- O que te inspirou a escrever este novo livro, Filha da Louca? Houve algum momento ou experiência na tua vida que tenha dado origem a esta história?
Tudo começou com uma notícia que li, de um caso muito triste: uma mulher, mãe, foi condenada por homicídio qualificado por omissão de auxílio da filha. (Apesar de ter sido uma história que mereceu a atenção dos media, prefiro não referir o nome da vítima nem dos agressores, agora a cumprirem pena.) O que interessa, para responder a esta questão, é explicar-vos que depois de ler esta notícia — que me chocou profundamente — fiquei a matutar numa pergunta: como é que esta mãe não ama a filha? Porque é que não a tentou salvar? Foi aí, talvez por defesa — porque me custa acreditar que falhemos em coisas tão básicas como cuidarmos de quem trazemos ao mundo —, que pensei que talvez esta mãe (e outras, que de vez em quando sabemos terem magoado os seus filhos) pode ter alguma doença, alguma coisa que a impedisse de reagir de maneira diferente, de ser melhor por ainda não estar a ser acompanhada… E comecei a pesquisar sobre o tema, a ler testemunhos de homens e mulheres que têm transtornos de personalidade e de que forma afetam as suas relações.
- A mãe da personagem principal sofre de perturbação de personalidade borderline, um diagnóstico relativamente recente e pouco conhecido da generalidade das pessoas. Escrever este livro acabou por ser uma forma de saberes mais sobre esta doença mental? Ou de chamar atenção dos leitores para as doenças mentais?

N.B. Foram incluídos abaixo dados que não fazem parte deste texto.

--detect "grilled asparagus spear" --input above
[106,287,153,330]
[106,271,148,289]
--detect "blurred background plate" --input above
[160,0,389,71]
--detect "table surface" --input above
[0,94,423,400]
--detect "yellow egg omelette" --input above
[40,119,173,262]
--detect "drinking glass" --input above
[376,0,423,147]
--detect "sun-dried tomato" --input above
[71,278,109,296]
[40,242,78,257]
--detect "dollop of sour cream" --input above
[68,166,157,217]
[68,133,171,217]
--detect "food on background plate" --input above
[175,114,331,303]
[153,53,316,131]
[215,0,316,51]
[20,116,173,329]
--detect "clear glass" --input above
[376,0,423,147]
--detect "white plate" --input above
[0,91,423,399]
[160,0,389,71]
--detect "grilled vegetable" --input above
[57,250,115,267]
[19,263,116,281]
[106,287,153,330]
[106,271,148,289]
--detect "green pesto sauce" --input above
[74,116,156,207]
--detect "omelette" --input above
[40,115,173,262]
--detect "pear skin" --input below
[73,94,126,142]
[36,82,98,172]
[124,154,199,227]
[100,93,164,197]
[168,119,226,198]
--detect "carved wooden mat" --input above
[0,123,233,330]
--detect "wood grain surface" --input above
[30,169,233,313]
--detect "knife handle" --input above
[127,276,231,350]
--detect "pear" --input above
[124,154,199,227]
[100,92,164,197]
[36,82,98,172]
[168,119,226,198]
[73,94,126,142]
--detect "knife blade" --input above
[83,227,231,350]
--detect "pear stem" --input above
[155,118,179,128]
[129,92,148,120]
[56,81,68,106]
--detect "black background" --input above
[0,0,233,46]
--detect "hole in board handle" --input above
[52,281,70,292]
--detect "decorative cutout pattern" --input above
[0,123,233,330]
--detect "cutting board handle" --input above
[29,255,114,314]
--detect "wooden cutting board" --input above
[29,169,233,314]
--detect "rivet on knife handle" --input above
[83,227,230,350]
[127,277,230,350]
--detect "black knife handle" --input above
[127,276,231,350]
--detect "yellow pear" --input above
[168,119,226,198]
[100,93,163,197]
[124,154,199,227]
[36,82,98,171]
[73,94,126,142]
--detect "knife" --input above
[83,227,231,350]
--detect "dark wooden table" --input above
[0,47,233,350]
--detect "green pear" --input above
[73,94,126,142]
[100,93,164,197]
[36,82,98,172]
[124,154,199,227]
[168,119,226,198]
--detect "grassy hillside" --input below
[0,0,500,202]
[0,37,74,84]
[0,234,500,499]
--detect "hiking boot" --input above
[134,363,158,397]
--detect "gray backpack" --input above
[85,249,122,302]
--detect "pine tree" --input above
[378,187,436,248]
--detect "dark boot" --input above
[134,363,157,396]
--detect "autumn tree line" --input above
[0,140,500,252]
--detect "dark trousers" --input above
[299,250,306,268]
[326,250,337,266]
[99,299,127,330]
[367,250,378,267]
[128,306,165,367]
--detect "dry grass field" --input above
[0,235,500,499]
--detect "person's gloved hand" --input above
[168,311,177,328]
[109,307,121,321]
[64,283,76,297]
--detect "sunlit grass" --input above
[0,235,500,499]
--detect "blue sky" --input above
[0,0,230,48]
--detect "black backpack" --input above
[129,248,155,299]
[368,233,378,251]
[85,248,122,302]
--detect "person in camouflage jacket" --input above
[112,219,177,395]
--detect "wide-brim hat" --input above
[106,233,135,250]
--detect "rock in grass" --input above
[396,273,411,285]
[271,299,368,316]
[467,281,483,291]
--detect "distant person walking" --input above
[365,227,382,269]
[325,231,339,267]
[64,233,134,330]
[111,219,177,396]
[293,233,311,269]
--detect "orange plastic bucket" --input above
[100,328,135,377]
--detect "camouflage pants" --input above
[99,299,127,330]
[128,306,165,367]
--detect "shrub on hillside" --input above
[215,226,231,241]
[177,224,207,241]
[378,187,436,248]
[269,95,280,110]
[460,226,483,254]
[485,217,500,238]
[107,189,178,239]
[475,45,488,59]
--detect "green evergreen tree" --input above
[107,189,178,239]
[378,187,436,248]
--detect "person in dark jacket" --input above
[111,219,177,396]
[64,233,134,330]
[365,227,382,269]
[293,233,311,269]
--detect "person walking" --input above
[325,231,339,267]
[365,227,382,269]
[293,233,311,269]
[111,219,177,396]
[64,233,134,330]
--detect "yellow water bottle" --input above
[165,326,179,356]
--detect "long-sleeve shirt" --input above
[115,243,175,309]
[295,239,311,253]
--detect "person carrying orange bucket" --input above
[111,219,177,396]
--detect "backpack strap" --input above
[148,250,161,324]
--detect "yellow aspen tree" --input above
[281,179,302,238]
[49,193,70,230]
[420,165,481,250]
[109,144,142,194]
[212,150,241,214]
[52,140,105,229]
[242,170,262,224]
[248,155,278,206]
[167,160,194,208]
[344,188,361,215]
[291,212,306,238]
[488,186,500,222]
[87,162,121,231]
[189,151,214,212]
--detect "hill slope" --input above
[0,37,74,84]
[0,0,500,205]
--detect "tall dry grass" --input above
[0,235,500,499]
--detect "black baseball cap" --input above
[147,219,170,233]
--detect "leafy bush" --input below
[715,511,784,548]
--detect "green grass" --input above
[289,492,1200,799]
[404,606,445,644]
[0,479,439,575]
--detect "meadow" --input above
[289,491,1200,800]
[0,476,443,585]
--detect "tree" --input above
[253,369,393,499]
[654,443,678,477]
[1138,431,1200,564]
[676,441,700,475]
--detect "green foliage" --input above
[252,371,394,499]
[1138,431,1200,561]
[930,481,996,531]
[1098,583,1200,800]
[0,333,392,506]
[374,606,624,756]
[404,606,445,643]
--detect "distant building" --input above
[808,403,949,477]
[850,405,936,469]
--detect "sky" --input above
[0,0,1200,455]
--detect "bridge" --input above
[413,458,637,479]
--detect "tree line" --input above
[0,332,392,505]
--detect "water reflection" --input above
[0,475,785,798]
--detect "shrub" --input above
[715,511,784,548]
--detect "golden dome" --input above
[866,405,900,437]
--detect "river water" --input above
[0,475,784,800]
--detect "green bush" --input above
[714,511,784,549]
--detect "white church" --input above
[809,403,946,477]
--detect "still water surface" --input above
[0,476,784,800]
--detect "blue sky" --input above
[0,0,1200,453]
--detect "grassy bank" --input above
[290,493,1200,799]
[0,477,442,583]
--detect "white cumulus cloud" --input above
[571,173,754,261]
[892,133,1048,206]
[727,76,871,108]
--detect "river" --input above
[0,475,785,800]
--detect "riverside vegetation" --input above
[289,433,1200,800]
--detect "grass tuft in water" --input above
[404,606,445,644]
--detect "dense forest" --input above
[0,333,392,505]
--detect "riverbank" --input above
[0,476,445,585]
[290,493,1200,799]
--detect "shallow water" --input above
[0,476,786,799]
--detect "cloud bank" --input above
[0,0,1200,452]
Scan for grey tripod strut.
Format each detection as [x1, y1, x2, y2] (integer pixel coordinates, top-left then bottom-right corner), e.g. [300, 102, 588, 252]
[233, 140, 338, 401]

Sim. Uma das razões pelas quais gosto tanto de escrever está relacionada com a oportunidade que tenho de estudar coisas diferentes: posso ficar obcecada com um tema, uma época, uma pessoa, uma doença, um objeto — o que acaba por acontecer — e ler sem parar, escrever sem parar, anotar coisas sem parar, e isso alimenta a minha curiosidade e imaginação. Lembro-me de estar a meio da leitura do livro Refém das próprias emoções, do psiquiatra João Carlos Melo — que recomendo —, e de pensar que nunca tinha refletido sobre aquilo, que estava realmente a aprender e que podia transpor para a ficção uma personagem assim, que não tinha encontrado essa representação, que era importante.
- A Cicatriz foi o sucesso que sabemos. Isso condicionou a escrita deste novo livro, a pressão que sentias era muita?
Senti, acima de tudo, que é um privilégio e uma alegria muito grande sentir-me pressionada pelos leitores para escrever e entregar um novo livro: «há quem me queira ler?!».
- A epígrafe do teu novo livro é um verso de uma música do Slow J que fala de momentos conturbados nas relações. Porquê esta escolha? Foi a banda sonora dos teus dias de escrita?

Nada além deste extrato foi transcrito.